Feedback from our audience on last week's Car Alarm story.

Transcript

CURWOOD: And now it's time to hear from you, our listeners.

(Car siren)

CURWOOD: A number of you called or wrote after our report last week on New Yorkers taking aim at noisy car alarms. Many shared the sentiments of Stuart Goldsmith, who listens to KUOW in Seattle. "Car alarms should be banned," he wrote. "The noise pollution they create even when they're simply being engaged is annoying as hell. The devices," he says, "are a classic example of a mindless technology whose social and environmental costs outweigh the benefits conferred on the owner." Hill Nevens, who tunes to WBUR in Boston, wrote us by e-mail, "One night some yuppie decided to park his or her Saab 900 right under my window. The Saab decided to serenade our apartment block every 5 minutes all night long. The next morning the car was decorated with language I won't repeat in a variety of formats, including shaving cream. No eggs, broken windows, or scratches, though. Too bad." Other listeners found the tactics of the anti-alarm vigilantes, well, alarming. Dolores Scott, who listens to WLRN while in Miami, shuttles frequently to the Big Apple.

SCOTT: I'm a New Yorker that loves New York, and I have never heard any of these sounds that bother me. I don't know what they're talking about. If you're tired enough and you exercise enough you'll sleep. So, and as far as adults attacking other adults' cars, so-called civilized Judeo-Christian adults, I think it's outrageous. They ought to be all thrown in jail, and given a course in humanity.

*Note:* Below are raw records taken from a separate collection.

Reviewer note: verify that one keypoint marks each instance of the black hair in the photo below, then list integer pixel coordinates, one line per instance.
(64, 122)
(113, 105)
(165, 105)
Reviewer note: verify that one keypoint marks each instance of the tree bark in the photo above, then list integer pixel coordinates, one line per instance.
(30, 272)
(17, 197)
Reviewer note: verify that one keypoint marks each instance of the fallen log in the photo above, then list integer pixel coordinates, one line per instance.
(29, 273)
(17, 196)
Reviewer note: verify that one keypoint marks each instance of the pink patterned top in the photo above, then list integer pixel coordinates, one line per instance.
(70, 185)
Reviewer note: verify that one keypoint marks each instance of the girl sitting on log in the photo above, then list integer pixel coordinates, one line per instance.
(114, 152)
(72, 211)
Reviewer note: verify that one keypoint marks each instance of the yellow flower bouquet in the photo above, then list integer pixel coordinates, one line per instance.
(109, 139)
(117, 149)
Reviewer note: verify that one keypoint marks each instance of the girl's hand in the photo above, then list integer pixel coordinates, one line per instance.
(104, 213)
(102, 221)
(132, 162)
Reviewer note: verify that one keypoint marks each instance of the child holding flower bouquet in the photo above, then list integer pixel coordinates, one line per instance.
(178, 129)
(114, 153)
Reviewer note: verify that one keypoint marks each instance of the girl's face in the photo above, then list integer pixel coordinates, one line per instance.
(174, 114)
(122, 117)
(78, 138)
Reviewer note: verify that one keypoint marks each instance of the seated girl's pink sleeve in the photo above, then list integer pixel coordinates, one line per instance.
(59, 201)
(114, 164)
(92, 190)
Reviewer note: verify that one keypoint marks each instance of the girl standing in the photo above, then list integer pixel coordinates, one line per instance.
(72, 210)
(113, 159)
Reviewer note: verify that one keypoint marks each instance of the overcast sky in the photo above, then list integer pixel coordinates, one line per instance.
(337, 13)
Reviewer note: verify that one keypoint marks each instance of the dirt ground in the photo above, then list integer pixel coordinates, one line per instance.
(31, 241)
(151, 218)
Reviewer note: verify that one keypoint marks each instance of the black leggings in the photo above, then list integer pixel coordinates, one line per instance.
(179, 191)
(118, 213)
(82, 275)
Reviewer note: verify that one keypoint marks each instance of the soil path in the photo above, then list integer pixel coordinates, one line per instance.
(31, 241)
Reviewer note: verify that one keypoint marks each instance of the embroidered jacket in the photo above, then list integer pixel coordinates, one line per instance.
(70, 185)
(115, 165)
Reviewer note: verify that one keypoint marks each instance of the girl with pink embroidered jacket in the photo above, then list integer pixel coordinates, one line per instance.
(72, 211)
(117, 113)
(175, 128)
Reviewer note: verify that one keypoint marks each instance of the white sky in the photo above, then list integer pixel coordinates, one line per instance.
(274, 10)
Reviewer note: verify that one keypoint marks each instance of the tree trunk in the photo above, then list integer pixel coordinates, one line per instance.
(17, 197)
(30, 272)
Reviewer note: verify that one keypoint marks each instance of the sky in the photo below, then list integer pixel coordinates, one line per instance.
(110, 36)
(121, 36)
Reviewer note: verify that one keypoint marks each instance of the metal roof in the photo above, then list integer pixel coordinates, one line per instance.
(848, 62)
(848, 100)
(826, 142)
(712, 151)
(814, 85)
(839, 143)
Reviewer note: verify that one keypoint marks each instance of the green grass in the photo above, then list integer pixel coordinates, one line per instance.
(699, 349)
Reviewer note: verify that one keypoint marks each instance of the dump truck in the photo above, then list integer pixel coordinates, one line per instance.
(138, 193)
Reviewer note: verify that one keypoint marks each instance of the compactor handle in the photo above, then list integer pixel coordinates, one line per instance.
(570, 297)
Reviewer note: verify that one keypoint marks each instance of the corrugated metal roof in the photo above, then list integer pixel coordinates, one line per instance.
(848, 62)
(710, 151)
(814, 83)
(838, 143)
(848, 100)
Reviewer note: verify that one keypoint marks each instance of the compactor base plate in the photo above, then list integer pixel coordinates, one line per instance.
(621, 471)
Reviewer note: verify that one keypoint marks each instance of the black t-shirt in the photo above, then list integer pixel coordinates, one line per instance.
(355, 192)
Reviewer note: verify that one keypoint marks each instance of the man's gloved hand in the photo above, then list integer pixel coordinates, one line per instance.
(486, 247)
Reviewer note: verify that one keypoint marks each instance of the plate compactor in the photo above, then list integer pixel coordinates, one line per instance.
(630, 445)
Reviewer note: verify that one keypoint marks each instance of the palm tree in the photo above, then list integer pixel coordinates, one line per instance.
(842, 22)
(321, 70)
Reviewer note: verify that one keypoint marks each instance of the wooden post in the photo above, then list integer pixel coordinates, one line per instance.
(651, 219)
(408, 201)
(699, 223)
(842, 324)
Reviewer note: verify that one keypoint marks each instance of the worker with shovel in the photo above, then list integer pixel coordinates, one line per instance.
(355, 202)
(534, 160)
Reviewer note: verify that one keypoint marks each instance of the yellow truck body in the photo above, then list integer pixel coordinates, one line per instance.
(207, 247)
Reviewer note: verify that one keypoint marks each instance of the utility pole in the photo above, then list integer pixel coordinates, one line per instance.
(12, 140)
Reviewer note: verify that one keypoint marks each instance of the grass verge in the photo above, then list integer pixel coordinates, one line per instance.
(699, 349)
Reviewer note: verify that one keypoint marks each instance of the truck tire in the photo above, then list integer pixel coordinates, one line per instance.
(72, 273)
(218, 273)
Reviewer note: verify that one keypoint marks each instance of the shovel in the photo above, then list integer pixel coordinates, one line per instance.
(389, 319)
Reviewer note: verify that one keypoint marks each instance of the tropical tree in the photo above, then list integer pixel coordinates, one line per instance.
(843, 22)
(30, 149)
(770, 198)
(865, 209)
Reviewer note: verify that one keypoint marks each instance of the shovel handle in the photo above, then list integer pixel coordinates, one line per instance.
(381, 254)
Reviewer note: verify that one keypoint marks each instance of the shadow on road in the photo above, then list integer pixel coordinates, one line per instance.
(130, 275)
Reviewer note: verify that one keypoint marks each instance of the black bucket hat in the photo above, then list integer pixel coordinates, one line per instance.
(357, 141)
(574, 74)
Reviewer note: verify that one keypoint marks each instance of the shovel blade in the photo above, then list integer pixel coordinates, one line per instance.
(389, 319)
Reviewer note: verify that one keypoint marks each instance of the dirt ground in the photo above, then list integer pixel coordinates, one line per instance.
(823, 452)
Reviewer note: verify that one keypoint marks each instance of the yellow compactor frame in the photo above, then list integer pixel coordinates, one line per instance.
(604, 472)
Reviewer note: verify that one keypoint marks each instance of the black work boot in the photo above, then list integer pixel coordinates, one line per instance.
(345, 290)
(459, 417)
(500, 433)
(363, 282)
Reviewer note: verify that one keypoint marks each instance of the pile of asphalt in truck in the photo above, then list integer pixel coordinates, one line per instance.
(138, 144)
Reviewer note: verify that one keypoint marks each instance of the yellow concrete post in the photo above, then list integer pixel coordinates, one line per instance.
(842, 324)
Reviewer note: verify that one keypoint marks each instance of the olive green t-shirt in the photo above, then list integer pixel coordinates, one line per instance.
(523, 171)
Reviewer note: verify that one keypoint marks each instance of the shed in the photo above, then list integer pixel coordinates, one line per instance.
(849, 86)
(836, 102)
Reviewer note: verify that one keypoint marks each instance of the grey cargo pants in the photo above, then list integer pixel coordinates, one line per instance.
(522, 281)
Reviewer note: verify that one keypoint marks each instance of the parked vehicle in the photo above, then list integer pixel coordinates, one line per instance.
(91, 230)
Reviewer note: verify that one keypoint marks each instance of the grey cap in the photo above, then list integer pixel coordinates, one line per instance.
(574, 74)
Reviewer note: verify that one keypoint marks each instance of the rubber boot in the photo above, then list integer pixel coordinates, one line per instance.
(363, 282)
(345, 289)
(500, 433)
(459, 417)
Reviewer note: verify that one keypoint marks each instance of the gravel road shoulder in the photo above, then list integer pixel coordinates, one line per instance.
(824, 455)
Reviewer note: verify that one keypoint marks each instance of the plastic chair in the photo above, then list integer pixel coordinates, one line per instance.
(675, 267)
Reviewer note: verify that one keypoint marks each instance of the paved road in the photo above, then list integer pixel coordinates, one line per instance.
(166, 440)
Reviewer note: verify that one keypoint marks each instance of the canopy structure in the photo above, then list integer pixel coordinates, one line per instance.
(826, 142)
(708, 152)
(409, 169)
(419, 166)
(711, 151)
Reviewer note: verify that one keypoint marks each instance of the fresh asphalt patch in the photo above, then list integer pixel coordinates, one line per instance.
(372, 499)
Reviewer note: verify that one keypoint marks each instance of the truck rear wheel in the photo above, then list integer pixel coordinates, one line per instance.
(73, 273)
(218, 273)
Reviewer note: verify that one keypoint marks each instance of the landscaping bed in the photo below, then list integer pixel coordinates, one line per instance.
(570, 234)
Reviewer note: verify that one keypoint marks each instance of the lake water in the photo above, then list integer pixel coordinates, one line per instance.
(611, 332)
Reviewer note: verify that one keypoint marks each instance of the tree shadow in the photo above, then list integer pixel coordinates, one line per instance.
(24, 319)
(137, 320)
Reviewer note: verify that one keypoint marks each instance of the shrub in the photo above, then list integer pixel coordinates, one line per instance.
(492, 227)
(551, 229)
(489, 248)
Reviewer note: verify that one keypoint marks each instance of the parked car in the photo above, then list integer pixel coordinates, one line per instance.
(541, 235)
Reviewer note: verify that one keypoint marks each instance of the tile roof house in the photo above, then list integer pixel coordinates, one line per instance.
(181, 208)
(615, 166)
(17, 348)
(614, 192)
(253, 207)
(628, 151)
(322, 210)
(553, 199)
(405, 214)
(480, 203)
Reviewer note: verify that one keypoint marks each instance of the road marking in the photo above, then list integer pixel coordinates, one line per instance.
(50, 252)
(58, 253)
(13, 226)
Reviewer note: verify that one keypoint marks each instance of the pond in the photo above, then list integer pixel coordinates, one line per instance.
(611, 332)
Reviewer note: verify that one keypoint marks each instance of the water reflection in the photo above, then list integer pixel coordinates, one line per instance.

CURWOOD: Andrew Barclay, who listens to WUNC in Chapel Hill, North Carolina, points out that eggs are far from harmless. "One night," he writes, "someone driving by my house threw an egg on my new car. By the time I washed it off the next afternoon there was permanent damage to the paint. No amount of buffing or waxing would remove the scars." And, he adds, his car had no alarm. Finally, from the relative quiet of Bainbridge Island in Washington State, a transplanted New Yorker, Robert Randlett, offers this solution. He says the sound of alarm should fit the musical taste of neighborhood residents.

RANDLETT: Why not opera? Loud opera? Extremely loud opera. And if you're of a certain mind, why not Wagner? Have Wagner blasts. I wouldn't mind, as I never minded falling asleep in New York to Wagner, listening to Wagner as I fell asleep.